Public bug reported:
ENV:
Neutron stable/queens (12.0.1)
CentOS 7 (3.10.0-514.26.2.el7.x86_64)
Ceph v10.2.9 Jewel
How to reproduce:
Concurrently create 256 VMs in a single network which has 2 dhcp agents.
Exception:
nova-compute side:
2018-06-25 17:56:09.394 43886 DEBUG nova.compute.manager
[req-22395cd8-2461-411c-9da4-7da1be23e480 78ae27a6ab794fe39e64f57310c15b0e
70f17debbc324d81bbf76aaa2e3c1bd0 - default default] [instance:
c6c1d69a-5ee6-4097-8294-8adb02b49a12] Preparing to wait for external event
network-vif-plugged-6f6962b8-b1b0-48a4-99dd-ae19ec1a0f87
prepare_for_instance_event
/usr/lib/python2.7/site-packages/nova/compute/manager.py:325
2018-06-25 18:01:10.670 43886 WARNING nova.virt.libvirt.driver
[req-679f1393-777d-4b9f-9faa-410e9d7e79b2 78ae27a6ab794fe39e64f57310c15b0e
70f17debbc324d81bbf76aaa2e3c1bd0 - default default] [instance:
c6c1d69a-5ee6-4097-8294-8adb02b49a12] Timeout waiting for
[('network-vif-plugged', u'6f6962b8-b1b0-48a4-99dd-ae19ec1a0f87')] for instance
with vm_state building and task_state spawning.: Timeout: 300 seconds
neutron server log:
A failed nova boot, the neutron port only have one log:
2018-06-25 17:56:06.270 221045 DEBUG neutron.db.provisioning_blocks
[req-4bddb839-e9d2-4188-a95a-9a67990c05c0 fc06c70220e74dfd90ebb516ff0da51d
9ff72ac0624c48c390535d58e8f0b3a1 - default default] Transition to ACTIVE for
port object 6f6962b8-b1b0-48a4-99dd-ae19ec1a0f87 will not be triggered until
provisioned by entity DHCP. add_provisioning_component
/usr/lib/python2.7/site-packages/neutron/db/provisioning_blocks.py:73
It will never get the `Provisioning complete` notification.
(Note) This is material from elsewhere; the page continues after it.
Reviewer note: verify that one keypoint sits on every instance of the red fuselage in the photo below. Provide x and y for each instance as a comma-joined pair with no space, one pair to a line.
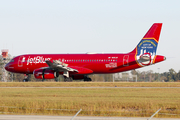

Furthermore, a successfully booted nova instance, for the provisioning_blocks,
it also takes 40s for the DHCP:
2018-06-25 18:00:17.180 266883 DEBUG neutron.db.provisioning_blocks
[req-37107d50-4777-4f56-b9a0-eaf9b69c17d9 fc06c70220e74dfd90ebb516ff0da51d
9ff72ac0624c48c390535d58e8f0b3a1 - default default] Transition to ACTIVE for
port object bcf1767c-1b9d-48ca-a5dc-c74587fa35e5 will not be triggered until
provisioned by entity DHCP. add_provisioning_component
/usr/lib/python2.7/site-packages/neutron/db/provisioning_blocks.py:73
2018-06-25 18:00:57.165 266884 DEBUG neutron.db.provisioning_blocks
[req-720231ac-5996-432d-b033-37c340532127 - - - - -] Provisioning for port
bcf1767c-1b9d-48ca-a5dc-c74587fa35e5 completed by entity DHCP.
provisioning_complete
/usr/lib/python2.7/site-packages/neutron/db/provisioning_blocks.py:132
2018-06-25 18:00:57.167 266884 DEBUG neutron.db.provisioning_blocks
[req-720231ac-5996-432d-b033-37c340532127 - - - - -] Provisioning complete for
port bcf1767c-1b9d-48ca-a5dc-c74587fa35e5 triggered by entity DHCP.
provisioning_complete
/usr/lib/python2.7/site-packages/neutron/db/provisioning_blocks.py:138
Code:
For [1], seems a sync action with lock will block all port_update rpc. But for
our test, there is no dhcp sync during the instance boot.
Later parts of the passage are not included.